This month marks the half-way point in my term as the District 7 Director, so I wanted to report out to you all on what has and hasn't happened, both on a general level and in terms of fulfillment of my campaign promises.
Measure B. The most important news on the general level comes from the wonderful success of Measure B, the Safe Clean Water Measure, winning a stunning 74% of the vote on last November's ballot. This approval level becomes either the highest or one of the highest ever for a Santa Clara County property tax. Measure B will help accelerate our efforts to prepare our reservoirs for earthquakes, to provide resiliency against flooding, and to kickstart significant increases in the District's environmental restoration programs. I became heavily involved in increasing environmental funding and accountability in the measure as well as supporting it to the public, and several of my colleagues thanked me for all my work.
The vast majority of environmentalists who took positions on Measure B ended up supporting it, while a few opposed it. Opposition came from disappointment in how funding was handled in prior years. I believe those problems are fixed in the new Safe Clean Water program as well as getting more funding, and I look forward to working with the environmental community in getting funding happening right away.
Turnover in the Board of Directors. For a board that had the same directors during such a long time, the past few years resulted in tremendous turnover. Of the seven directors who served prior to the November 2010 election, five will soon be replaced. While experience is valuable, so is turnover. I think we as new members of the Board will bring a great deal of benefit to the District, as well as a "reset" opportunity where needed for some parts of community relations. I welcome incoming Board Directors Nai Hsueh and Barbara Keegan, and salute all of the directors who left or will soon be leaving for their years of service.
In related news, Director Gage was just elected mayor of Gilroy and will be leaving us. I expect we will accept applications for a replacement in early January and appoint someone by the end of the month. Obviously this will be an important decision, and I believe there are wide opportunities for anyone with strong connections to District 1 and with water-related experience.
My campaign promised to work on three major changes: more public involvement, greater emphasis on the environment, and increased action on mercury contamination of our watershed.
More public involvement. We made significant progress in public involvement and public trust, as can be seen by competitive elections and widespread support for Measure B. More specifically, I chaired a special committee of Board directors to revamp the rules for citizen advisory committees, giving them greater flexibility to operate and to set their own agendas. We held more evening meetings in 2011, and I hope to do even more in upcoming years.
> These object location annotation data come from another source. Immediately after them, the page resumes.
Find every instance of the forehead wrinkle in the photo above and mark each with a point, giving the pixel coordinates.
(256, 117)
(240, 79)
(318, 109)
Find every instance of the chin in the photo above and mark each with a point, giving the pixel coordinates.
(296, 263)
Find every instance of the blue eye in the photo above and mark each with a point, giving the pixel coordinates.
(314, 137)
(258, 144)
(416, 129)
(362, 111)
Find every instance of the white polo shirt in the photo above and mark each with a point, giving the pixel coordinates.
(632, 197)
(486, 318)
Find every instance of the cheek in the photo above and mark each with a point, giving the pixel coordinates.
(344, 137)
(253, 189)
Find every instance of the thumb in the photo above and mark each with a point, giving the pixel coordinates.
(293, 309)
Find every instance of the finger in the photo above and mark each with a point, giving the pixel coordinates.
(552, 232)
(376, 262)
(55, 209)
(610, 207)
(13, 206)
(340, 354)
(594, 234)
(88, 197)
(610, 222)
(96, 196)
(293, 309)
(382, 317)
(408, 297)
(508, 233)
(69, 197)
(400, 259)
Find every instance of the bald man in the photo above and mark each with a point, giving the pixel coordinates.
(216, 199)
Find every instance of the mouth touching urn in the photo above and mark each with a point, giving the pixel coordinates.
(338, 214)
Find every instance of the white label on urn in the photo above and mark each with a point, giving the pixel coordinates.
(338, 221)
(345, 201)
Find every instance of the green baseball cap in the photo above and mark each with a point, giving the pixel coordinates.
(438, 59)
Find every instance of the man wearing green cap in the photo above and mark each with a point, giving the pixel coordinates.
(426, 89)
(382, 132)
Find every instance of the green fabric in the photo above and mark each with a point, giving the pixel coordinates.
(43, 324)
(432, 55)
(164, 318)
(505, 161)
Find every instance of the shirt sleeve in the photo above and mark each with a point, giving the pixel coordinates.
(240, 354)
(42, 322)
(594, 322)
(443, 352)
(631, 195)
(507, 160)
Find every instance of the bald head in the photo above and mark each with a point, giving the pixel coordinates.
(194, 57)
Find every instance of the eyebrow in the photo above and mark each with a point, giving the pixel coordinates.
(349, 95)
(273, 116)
More environmental emphasis. We see this in the passage of Measure B, where I successfully lobbied my colleagues to increase funding for Shoreline protection from sea level rise and more money for fish habitat improvements. The District also adopted a policy of becoming carbon-neutral by 2020, an ambitious target that I plan to do all I can to make happen. I've been involved in many other environmental efforts at the District as well - you can see some of them in the 70-plus blog posts and Facebook updates that I've done, also part of getting more public involvement and transparency.
Increased action on mercury. A lot has happened in this area, with the District continuing mercury remediation efforts in reservoirs and wrapping up removal of mercury contaminated mine tailings in the Jacques Gulch area. The District has also started planning on how to separate Alamitos Creek from Almaden Lake, a crucial issue in dealing with mercury, and Measure B includes more funding to address this issue.
I still want to see legislative action on getting mercury producers to pay for cleanups or participate in taking mercury out of the environment, but meanwhile I think we've made some significant progress.
I expect we'll have a lot to do with implementing Measure B, renovating the biggest of our three water treatment plants, dealing with old dams, managing water imports from the Sacramento Delta, and revising the state-level enabling legislation for the District. I remain interested in reducing the total number of directors from seven to five, in making the Board more like a typical city council in terms of pay and time commitment, and in improving the election process.
I also plan to keep my commitment of no more than two terms on the Board. Sometime about a year from now, I will start to think about whether I should run for re-election, and if I do, then I can guarantee you'll be hearing from me!
In the meantime, I wish everyone a Happy Holiday season as we look forward to 2013.